Faith, Family, and Friends is an anthology of poems chosen and arranged by Janice B. Holland. Divided into three sections, this poetry-potluck offers readers a variety of voices, perspectives, and poetic forms. All of the text was written by friends and relatives of Holland except for some faith-based passages from other sources she has included.
For example, Holland opens the “Faith” section with Hebrews 11:1: “Faith is the assurance of things we hope for, the / conviction of things not seen.”
The collection’s most memorable poems are those relating to specific situations. In “Sometimes God Sends a Child,” a grandfather tells the story of a child doctors thought might not survive. The poem celebrates each breath and smile of the child and explains how “each day was a wonder.” The poem’s magic is in the details. The child sees a tree and understands that “the tree and I are both unique. / We might be small in stature / But we’re more than our physique.” The wisdom of the young is explained in a subtle and effective manner. The grandpa soon understands that “God doesn’t always send angels” but instead, will send children “to do an angel’s deed.”
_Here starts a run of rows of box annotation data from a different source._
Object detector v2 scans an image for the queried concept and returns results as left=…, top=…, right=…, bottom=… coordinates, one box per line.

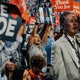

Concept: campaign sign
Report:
left=0, top=2, right=22, bottom=41
left=36, top=7, right=55, bottom=24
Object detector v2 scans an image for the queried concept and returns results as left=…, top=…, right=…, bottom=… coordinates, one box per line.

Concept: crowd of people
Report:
left=0, top=12, right=80, bottom=80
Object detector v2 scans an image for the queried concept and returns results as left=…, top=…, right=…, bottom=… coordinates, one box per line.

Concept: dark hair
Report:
left=31, top=55, right=46, bottom=69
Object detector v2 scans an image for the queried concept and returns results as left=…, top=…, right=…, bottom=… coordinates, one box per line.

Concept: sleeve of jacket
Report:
left=51, top=44, right=68, bottom=80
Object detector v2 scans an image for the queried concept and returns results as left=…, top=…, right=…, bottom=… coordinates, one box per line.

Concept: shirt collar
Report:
left=67, top=35, right=75, bottom=42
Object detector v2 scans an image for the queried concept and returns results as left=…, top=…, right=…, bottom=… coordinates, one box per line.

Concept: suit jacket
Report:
left=51, top=35, right=80, bottom=80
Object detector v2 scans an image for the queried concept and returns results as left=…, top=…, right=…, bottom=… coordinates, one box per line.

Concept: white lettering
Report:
left=0, top=17, right=7, bottom=35
left=5, top=19, right=17, bottom=36
left=56, top=0, right=69, bottom=5
left=1, top=5, right=8, bottom=17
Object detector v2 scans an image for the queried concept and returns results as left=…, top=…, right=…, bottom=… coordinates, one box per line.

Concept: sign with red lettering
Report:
left=73, top=1, right=80, bottom=15
left=0, top=3, right=22, bottom=41
left=52, top=0, right=73, bottom=12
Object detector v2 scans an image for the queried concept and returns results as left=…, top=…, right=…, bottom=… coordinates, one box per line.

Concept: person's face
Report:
left=22, top=70, right=31, bottom=80
left=64, top=14, right=79, bottom=35
left=34, top=34, right=41, bottom=45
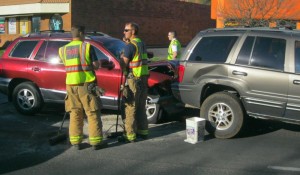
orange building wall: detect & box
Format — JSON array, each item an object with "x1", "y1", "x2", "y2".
[{"x1": 211, "y1": 0, "x2": 300, "y2": 29}]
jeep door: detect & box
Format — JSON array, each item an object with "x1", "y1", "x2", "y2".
[
  {"x1": 228, "y1": 36, "x2": 288, "y2": 117},
  {"x1": 28, "y1": 40, "x2": 70, "y2": 102},
  {"x1": 285, "y1": 39, "x2": 300, "y2": 120}
]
Holland does a great job varying the type of poems throughout the book. Multiple writers and perspectives keep the content fresh and engaging. There are poems with long lines and structures with solid and evenly built quatrains. Poems that play with indentation are reminiscent of the back-and-forth thought process that happens when people pray. Such diversity not only makes the book relatable to many readers, it also speaks to the universality of faith and friendship.
The broad-themed poems do not pack the same punch as others. Poems like “Precious Child” are more focused on preaching key lessons about following God’s lead. Other pieces, such as “You Can’t See My Pain,” are charged with emotion but not easily comprehended by the reader because the writer has not fully conveyed the backstory.
All of the poets take a stab at honoring the gifts of God: the beauty in staying humble and being thankful for life, and belief in God’s ultimate plan.
The revolving door of this book’s voices makes the reader feel as if friend after friend and family member after family member has come to testify and give thanks.